Pakistan's close ally the UAE has offered USD 3 billion to support its fragile economy. Saudi Arabia committed USD 6 billion to Pakistan as part of a bailout package to help shore up Islamabad's dwindling foreign currency reserves. Pakistan also reportedly received financial assistance from China.
Addressing the Sarhad Chamber of Commerce and Industries in Peshawar, Umar said a deal with the IMF looks imminent and that there was a convergence of views between the two parties on the need to implement structural reforms in the country, reiterating Khan's remarks in the aftermath of the meeting Sunday, Geo TV reported.
"There has been a decrease in the difference we had with the IMF. The IMF has changed its position... It seems we have come closer to an agreement with the IMF. Insha'Allah (God willing) this will be the last agreement. This will happen when businesses grow," he was quoted as saying by the channel.
He stressed that Pakistan's economy would be lifted by its people, not by anyone coming from the outside. "If we take the right decisions the economy would rise. It is the responsibility of the business and trading community to put Pakistan on the path towards progress."

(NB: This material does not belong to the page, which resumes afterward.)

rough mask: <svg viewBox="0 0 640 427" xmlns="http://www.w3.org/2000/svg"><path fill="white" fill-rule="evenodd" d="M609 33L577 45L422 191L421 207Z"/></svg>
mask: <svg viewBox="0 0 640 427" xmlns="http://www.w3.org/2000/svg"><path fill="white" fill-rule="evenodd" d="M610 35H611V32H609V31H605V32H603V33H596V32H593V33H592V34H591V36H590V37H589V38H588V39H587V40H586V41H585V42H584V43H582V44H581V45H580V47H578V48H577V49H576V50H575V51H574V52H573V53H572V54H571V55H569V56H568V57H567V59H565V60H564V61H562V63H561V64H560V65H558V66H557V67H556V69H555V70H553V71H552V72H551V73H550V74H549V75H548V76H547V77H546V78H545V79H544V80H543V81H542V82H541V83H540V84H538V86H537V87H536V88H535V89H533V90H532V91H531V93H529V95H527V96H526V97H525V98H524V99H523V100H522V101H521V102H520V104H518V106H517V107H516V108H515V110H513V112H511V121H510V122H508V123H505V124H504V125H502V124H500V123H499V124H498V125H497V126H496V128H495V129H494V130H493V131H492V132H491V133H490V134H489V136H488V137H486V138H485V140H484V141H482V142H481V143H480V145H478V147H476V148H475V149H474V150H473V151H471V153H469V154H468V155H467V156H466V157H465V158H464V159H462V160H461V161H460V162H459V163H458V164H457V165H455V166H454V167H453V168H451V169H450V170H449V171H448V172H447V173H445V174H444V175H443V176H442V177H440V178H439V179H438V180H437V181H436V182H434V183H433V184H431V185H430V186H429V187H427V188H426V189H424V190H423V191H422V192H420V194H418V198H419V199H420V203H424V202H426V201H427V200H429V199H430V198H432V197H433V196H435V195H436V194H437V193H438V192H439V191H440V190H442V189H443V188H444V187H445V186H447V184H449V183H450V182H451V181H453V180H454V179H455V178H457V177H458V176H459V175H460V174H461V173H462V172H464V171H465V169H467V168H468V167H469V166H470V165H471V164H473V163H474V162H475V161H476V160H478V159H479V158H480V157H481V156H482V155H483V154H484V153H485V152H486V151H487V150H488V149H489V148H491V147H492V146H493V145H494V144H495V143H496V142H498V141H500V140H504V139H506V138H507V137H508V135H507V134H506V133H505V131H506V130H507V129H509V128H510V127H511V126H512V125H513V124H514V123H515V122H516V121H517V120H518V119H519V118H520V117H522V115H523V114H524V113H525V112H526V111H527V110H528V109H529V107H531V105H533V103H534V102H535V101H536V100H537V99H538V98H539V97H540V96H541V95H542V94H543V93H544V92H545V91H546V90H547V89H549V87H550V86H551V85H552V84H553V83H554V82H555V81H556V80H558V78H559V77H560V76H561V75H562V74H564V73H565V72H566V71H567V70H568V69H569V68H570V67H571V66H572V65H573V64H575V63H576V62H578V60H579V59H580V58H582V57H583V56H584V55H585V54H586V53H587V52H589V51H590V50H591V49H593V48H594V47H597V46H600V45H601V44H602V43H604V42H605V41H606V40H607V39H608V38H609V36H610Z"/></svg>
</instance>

"Prime Minister Khan told the IMF that 'we want to sign on the package'," Umar added.
After the meeting, Lagarde said that the global lender stands ready to support Pakistan.
Khan also tweeted about his meeting with Lagarde.
"There was a convergence of our views on the need to carry out deep structural reforms to put the country on the path of sustainable development in which the most vulnerable segments of society are protected," he said.
Although the government has secured a breathing space from Saudi Arabian and the UAE loans, an IMF programme is essential to unlock access to resources from other multilateral lenders like the World Bank and the Asian Development Bank, as well as the global capital markets.
A team from the IMF visited Pakistan in November to discuss the bailout with officials, though the talks ended without agreement, but since then the government official said talks were still ongoing on a possible bailout.